Una sessione allenante, a differenza di uno stress subito involontariamente, si pone l’obiettivo di ingegnerizzare tipo ed intensità di stress e stimoli, affinché la supercompensazione accada e potenzi le aree lavorate (fisiche o mentali). Ingegnerizzare lo stimolo significa progettare intensità e recupero.

Gli incrementi di sessione in sessione sono minimali, ma nel medio e lungo periodo, sessione dopo sessione, gli effetti diventano cumulativi ed enormi.

Il corpo sottoposto a stress allenante (di portata affrontabile) migliora le proprie difese nelle strutture e funzioni interessate, che possono essere muscolari, respiratorie, articolari, aerobiche, anaerobiche, di coordinamento

Anche la mente, sottoposta a training di intensità adeguata, reagisce aumentando le proprie capacità cognitive, le connessioni neurali, gli schemi concettuali e gli schemi motori che permetteranno di fronteggiare lo stesso tipo di sfida o stress simili in futuro.

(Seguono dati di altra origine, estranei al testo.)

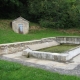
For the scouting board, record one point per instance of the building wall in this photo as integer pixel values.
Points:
(15, 25)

[1] Vedi: Selye, H. (1956), The Stress of Life, McGraw-Hill, New York.

Selye, H. (1976), Stress in health and disease, Butterworth, Reading, MA.

Selye, H. (1982), History and present status of the stress concept, in L. Goldberger, S. Breznitz (Eds.), Handbook of Stress: Theoretical and Clinical Aspects, The Free Press, New York.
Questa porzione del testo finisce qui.